燃料噴射装置にキャブレターが採用された自動車・バイクは、一般的にキャブ車と呼ばれています。80年代以前の自動車、いわゆる旧車と呼ばれて愛されている自動車の多くは、燃料噴射装置にキャブレターが採用されているのが一般的です。

ダイハツ ミゼット
©Mitsuyoshi/stock.adobe.com

例えば、有名どころの旧車である日産 スカイラインC10型、いわゆるハコスカの愛称で同じみのこの自動車はキャブ車ですし、映画『ALWAYS 三丁目の夕日』に登場した三輪自動車のダイハツ ミゼットもキャブ車です(しかも燃料はガソリンとオイルの混合燃料)。

最近だとトヨタ カローラ スプリンタートレノ/レビン、いわゆる昔のハチロク(AE86)も旧車に含まれるようになりましたが、これらの燃料噴射装置はインジェクションでした。

当時だとキャブレター仕様にする定番チューニングもあり、多くのノウハウが生み出されました。

キャブ車が現行ラインナップから絶滅した理由

キャブ車は既に現行モデルから姿を消しました。現行車の燃料噴射装置は全てフューエルインジェクションとなっています。

排出ガス規制が年々厳しくなったこと、規制をパスするためにキャブレターに代わってインジェクションを使い始めたことなどが、キャブレターを採用する新車がなくなったことの要因です。

時代の流れとともに、排気ガスを減らすこと・燃費性能を向上させること・より楽に運転できることを達成するべく自動車メーカーは研究・開発を進めた結果、キャブレターはインジェクションにとって代わられました。

つまりは技術進歩によってインジェクションがキャブレターを上回ったとも言えるでしょう。

最後のキャブ車、キャブ二輪車たち

三菱 リベロ 1992年
最後のキャブ車 三菱 リベロ・カーゴ 1992年〜2003年

しかし、2000年代になっても販売されていたキャブ車はいくつかありました。
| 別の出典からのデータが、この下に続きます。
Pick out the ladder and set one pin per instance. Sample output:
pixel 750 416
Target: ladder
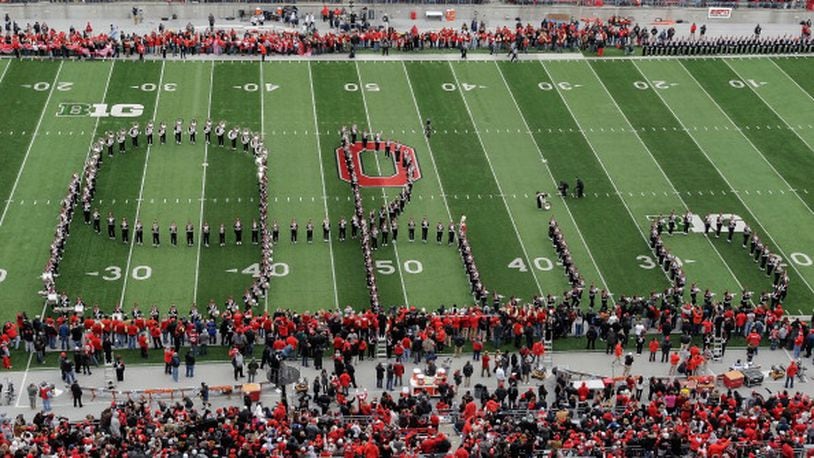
pixel 548 346
pixel 381 348
pixel 717 348
pixel 110 377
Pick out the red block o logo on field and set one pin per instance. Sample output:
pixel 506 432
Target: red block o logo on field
pixel 399 179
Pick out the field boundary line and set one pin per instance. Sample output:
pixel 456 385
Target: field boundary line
pixel 760 153
pixel 203 189
pixel 92 138
pixel 30 144
pixel 322 180
pixel 141 187
pixel 384 192
pixel 787 75
pixel 601 164
pixel 497 182
pixel 656 162
pixel 784 120
pixel 551 174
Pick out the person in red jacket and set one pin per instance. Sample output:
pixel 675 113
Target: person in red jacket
pixel 485 369
pixel 654 348
pixel 791 372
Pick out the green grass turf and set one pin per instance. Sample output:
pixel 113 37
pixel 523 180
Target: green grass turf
pixel 672 148
pixel 509 129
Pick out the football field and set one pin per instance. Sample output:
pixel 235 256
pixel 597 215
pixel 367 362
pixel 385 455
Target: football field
pixel 712 136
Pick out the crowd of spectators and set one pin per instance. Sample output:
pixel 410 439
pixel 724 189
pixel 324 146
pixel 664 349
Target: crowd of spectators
pixel 333 416
pixel 557 36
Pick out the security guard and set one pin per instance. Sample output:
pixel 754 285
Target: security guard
pixel 245 138
pixel 111 226
pixel 177 131
pixel 208 131
pixel 205 233
pixel 173 234
pixel 220 131
pixel 139 229
pixel 238 228
pixel 190 230
pixel 309 231
pixel 125 228
pixel 148 131
pixel 193 131
pixel 275 232
pixel 110 140
pixel 233 134
pixel 255 232
pixel 439 232
pixel 343 228
pixel 294 230
pixel 121 138
pixel 156 235
pixel 134 135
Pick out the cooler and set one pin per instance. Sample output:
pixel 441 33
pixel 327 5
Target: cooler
pixel 733 379
pixel 752 377
pixel 253 390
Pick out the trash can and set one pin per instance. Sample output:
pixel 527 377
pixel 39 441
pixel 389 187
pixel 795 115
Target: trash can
pixel 253 390
pixel 479 391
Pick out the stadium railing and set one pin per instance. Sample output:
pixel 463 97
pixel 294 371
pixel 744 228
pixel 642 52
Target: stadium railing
pixel 768 4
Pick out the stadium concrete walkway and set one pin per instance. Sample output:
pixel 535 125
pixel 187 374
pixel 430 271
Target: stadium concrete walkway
pixel 140 377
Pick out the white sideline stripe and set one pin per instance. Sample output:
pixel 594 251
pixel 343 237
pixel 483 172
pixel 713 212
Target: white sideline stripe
pixel 322 178
pixel 31 143
pixel 141 187
pixel 760 153
pixel 384 192
pixel 203 191
pixel 92 137
pixel 497 182
pixel 663 174
pixel 550 174
pixel 601 164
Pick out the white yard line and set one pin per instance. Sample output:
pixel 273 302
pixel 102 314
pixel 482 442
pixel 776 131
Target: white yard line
pixel 601 164
pixel 754 214
pixel 786 74
pixel 427 141
pixel 203 191
pixel 263 137
pixel 30 144
pixel 141 187
pixel 92 138
pixel 322 178
pixel 550 174
pixel 771 107
pixel 384 193
pixel 663 174
pixel 497 182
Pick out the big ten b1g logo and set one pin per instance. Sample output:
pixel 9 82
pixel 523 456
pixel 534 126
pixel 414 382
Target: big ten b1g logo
pixel 100 110
pixel 405 164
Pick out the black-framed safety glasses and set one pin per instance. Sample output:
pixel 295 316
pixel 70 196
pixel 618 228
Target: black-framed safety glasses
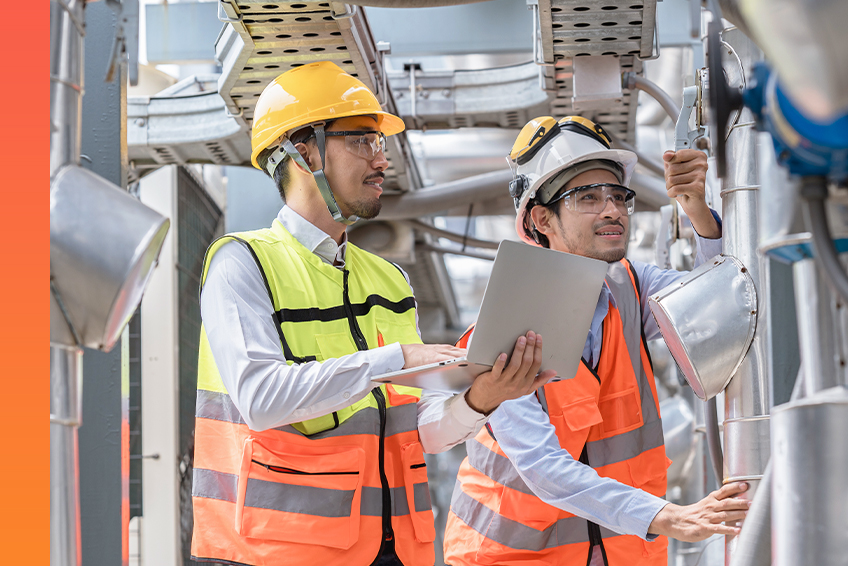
pixel 366 144
pixel 592 199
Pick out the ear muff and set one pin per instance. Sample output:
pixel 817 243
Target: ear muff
pixel 532 137
pixel 586 127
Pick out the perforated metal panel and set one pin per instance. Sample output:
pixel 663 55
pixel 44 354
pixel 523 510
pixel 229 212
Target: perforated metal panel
pixel 602 27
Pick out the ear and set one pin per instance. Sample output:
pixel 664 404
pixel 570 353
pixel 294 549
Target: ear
pixel 310 155
pixel 543 219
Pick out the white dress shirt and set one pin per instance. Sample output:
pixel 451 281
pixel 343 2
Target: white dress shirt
pixel 269 393
pixel 528 438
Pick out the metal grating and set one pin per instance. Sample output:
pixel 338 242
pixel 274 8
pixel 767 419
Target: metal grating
pixel 597 27
pixel 199 222
pixel 617 118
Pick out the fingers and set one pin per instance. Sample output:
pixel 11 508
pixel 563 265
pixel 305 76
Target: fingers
pixel 729 490
pixel 683 155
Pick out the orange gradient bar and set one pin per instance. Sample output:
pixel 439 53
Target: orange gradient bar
pixel 25 283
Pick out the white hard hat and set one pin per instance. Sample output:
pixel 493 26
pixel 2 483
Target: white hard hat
pixel 546 147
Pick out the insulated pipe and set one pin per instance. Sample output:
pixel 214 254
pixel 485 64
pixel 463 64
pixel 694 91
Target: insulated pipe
pixel 452 236
pixel 431 201
pixel 633 81
pixel 478 188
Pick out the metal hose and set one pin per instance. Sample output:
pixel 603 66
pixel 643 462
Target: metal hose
pixel 714 439
pixel 814 194
pixel 633 81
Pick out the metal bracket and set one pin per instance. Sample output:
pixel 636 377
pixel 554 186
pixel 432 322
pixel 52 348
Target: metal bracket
pixel 224 17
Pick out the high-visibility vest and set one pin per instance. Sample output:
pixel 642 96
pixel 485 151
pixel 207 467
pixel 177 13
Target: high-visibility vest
pixel 331 489
pixel 606 417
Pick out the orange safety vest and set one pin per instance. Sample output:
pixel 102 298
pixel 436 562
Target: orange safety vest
pixel 332 489
pixel 608 418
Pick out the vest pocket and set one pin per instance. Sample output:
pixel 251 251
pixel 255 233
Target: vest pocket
pixel 417 491
pixel 573 425
pixel 621 412
pixel 301 494
pixel 334 345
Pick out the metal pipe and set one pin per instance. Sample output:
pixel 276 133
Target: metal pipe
pixel 817 341
pixel 814 193
pixel 747 398
pixel 466 253
pixel 635 82
pixel 453 236
pixel 66 52
pixel 713 437
pixel 440 198
pixel 650 164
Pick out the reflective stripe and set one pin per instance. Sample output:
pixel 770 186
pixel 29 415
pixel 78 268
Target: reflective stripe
pixel 302 499
pixel 214 485
pixel 495 466
pixel 625 446
pixel 512 534
pixel 219 406
pixel 338 312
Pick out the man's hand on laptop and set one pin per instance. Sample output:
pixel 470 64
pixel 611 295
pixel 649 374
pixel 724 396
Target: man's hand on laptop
pixel 415 355
pixel 513 380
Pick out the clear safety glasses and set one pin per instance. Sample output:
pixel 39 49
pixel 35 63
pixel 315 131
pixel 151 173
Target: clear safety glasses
pixel 365 144
pixel 592 199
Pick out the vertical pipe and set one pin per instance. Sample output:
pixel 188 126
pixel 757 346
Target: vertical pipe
pixel 816 325
pixel 747 397
pixel 66 51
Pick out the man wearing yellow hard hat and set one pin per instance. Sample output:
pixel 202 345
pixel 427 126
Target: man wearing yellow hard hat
pixel 299 459
pixel 575 475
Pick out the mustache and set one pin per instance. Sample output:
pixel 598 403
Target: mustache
pixel 609 223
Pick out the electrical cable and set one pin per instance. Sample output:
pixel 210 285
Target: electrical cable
pixel 814 195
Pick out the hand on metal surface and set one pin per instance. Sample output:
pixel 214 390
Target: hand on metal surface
pixel 415 355
pixel 686 180
pixel 510 380
pixel 701 520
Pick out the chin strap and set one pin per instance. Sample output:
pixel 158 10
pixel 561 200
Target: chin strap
pixel 287 148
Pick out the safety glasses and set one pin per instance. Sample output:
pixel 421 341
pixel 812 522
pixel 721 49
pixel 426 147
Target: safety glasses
pixel 365 144
pixel 592 199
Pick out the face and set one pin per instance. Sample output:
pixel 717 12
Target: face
pixel 355 180
pixel 602 236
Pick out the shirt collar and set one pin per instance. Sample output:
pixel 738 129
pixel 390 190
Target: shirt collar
pixel 313 238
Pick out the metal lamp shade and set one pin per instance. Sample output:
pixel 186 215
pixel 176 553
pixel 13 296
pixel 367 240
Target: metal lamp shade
pixel 708 320
pixel 103 246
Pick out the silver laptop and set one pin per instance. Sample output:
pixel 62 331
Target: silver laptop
pixel 530 288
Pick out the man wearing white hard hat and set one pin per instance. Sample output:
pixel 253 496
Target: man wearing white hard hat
pixel 575 473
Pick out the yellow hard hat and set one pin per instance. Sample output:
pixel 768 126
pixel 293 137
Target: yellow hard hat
pixel 312 93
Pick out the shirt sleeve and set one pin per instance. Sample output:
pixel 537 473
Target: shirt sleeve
pixel 529 440
pixel 652 279
pixel 237 316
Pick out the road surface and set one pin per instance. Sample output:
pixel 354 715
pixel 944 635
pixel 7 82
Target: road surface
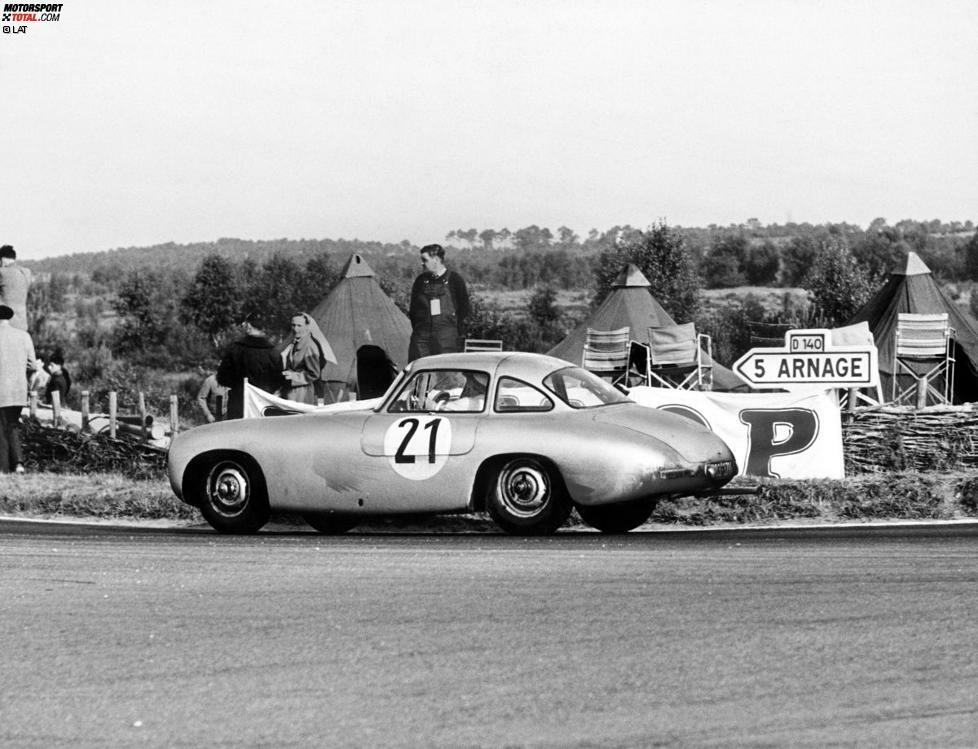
pixel 863 637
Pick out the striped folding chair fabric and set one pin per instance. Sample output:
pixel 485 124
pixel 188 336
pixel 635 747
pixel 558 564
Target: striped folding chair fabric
pixel 606 352
pixel 680 358
pixel 481 344
pixel 923 351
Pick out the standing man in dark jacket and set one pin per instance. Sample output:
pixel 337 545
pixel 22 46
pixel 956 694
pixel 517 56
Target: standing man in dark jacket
pixel 439 307
pixel 252 356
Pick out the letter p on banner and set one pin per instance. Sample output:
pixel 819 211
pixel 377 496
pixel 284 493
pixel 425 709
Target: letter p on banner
pixel 775 432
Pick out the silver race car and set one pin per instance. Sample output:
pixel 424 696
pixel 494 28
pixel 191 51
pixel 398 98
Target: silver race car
pixel 524 437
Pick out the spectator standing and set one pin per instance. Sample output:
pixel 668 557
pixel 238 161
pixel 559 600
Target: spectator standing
pixel 212 399
pixel 305 360
pixel 253 357
pixel 39 380
pixel 59 380
pixel 15 282
pixel 439 306
pixel 16 360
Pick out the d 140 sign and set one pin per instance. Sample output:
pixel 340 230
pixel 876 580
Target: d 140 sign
pixel 809 358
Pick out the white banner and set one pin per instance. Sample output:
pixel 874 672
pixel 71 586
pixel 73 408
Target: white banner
pixel 780 435
pixel 258 403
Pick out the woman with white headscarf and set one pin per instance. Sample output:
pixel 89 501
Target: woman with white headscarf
pixel 304 360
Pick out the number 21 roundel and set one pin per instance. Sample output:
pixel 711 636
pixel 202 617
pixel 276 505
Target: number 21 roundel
pixel 418 446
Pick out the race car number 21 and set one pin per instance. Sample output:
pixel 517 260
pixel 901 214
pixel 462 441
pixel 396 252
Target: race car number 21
pixel 418 446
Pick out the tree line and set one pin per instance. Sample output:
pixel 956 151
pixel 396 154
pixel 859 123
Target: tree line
pixel 172 315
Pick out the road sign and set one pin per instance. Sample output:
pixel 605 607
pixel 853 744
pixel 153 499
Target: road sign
pixel 809 358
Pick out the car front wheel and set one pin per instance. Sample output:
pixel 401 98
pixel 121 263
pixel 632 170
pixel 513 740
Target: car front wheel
pixel 233 498
pixel 616 518
pixel 528 498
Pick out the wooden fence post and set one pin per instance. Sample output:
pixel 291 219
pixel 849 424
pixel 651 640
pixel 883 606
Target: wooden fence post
pixel 142 414
pixel 56 408
pixel 113 408
pixel 174 415
pixel 85 411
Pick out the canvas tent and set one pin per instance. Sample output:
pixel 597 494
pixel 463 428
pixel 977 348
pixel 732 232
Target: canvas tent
pixel 631 303
pixel 913 289
pixel 362 325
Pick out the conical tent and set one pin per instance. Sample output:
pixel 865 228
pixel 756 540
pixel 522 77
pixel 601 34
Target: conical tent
pixel 357 313
pixel 913 289
pixel 631 303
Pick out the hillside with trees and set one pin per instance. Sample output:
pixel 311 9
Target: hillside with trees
pixel 139 316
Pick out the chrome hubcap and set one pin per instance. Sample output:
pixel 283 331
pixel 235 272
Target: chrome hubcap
pixel 525 489
pixel 227 489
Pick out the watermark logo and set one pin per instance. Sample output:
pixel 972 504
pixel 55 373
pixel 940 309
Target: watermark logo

例えば自動車なら三菱が製造・販売していたステーションワゴンリベロカーゴで、2003年まで生産されていました。

ホンダ モンキー キャブレター 2005年
最後のキャブバイク ホンダ モンキー 2005年〜2008年

二輪では2008年までホンダ モンキーにはキャブレターが採用され、同年にインジェクション化されています。

キャブ車の魅力は?

キャブ車ならではの音が良い

©Robert/stock.adobe.com

キャブ車のエンジンサウンドはインジェクターのそれとは決定的に異なります。空気が吸気されている様子を実感させるサウンドです。電子制御されているインジェクションと比較して機械的とも表現できます。

気持ち良いスロットルレスポンス

実際にキャブ車を運転してみるとわかるのですが、アクセルペダルに忠実に反応します。巷で言われる「スロットルレスポンスが良い」という表現がピッタリ。

もちろんインジェクションの自動車でもスロットルレスポンスに優れる車種はありますが、現代の自動車とは異なる、五感に響くサウンドを体感できます。

キャブレターのセッティングを楽しめる

市販車の状態のインジェクションとは異なり、キャブレターであれば自身でセッティングを行うことができます。アイドリング時の回転数を低く高くしたり、気持ちよく走れる回転域を狙った燃調のセッティングなど。

キャブ車のメリットとデメリット

構造がシンプルで部品代が安い

キャブレター
©Александр Гичко/stock.adobe.com

電子制御キャブレターというものもありますが、基本的にキャブレターは霧吹きの原理で燃料を噴射する機械的かつ自然な機構です。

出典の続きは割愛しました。